The uncovered temple was dedicated to Zeus-Kasios – a fusion of the ancient Greek god Zeus and Mount Kasios, the mountain on the border of Turkey and Syria where Zeus defeated the monster Typhon with his thunderbolts and gained control of the cosmos.
The Mount Kasios region, which is known today as Jebel Aqra, experiences regular thunderstorms and was a major worship site for a number of ancient religions.
The secretary-general of Egypt’s Antiquities Council, Mostafa Waziri, said the site was identified as the Zeus-Kasios temple following the discovery of two collapsed 1.98m pink granite pillars that may have stood at the temple’s entrance. He said an earthquake could have caused the collapse of the pillars.

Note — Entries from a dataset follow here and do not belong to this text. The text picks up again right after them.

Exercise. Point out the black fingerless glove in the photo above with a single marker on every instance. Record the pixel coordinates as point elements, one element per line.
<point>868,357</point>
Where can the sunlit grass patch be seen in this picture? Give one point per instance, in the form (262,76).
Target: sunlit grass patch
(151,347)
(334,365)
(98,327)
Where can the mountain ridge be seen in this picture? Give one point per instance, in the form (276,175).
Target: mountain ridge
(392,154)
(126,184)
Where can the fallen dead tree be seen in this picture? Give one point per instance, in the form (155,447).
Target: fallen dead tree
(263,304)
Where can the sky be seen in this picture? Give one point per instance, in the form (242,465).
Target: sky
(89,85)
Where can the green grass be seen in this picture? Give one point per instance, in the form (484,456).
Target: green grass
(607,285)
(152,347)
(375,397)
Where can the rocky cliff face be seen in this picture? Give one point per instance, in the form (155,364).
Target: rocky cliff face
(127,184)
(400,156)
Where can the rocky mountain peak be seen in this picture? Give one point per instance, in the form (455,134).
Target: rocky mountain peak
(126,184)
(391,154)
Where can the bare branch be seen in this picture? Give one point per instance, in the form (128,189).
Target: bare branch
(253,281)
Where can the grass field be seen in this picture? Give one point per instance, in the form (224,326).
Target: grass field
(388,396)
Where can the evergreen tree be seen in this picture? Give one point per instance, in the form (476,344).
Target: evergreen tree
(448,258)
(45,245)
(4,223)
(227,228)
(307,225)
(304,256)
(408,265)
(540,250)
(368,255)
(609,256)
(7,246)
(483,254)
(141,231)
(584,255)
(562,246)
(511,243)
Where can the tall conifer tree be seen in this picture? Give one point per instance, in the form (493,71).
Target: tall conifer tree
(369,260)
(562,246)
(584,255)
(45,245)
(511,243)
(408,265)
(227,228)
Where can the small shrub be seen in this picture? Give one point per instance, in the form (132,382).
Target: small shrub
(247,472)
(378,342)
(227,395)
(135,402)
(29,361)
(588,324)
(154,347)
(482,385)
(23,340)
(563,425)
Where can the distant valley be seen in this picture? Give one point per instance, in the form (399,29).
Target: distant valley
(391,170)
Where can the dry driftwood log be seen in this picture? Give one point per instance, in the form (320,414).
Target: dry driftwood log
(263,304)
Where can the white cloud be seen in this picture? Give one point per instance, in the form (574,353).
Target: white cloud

He said archaelogists also uncovered granite blocks that could have been part of a staircase which gave worshippers access to the temple.
Early in the 20th Century, the site was partially excavated by French Egyptologist Jean Clédat who uncovered a stone with Greek carvings. At the time, the Frenchman was in Egypt looking for Christian monuments.
His modern counterparts rediscovered Clédat’s stone and uncovered another stone with Greek inscriptions. They also found that the temple’s pink granite blocks were used on other structures.
The director-general of the excavation, Hisham Hussein said that he was studying the blocks and would carry out a photogrammetry survey (a process to measure and interpret photographic images and patterns of electromagnetic radiant imagery and other phenomena) that would help to determine the temple’s architectural design.
The archaeologists also found inscriptions that showed that the building was renovated Roman emperor Hadrian (117-138 AD).
A Smithsonian magazine article last year reported that the entrance gate to another temple dedicated to Zeus was found in the ancient Greek city of Magnesia in modern-day Turkey.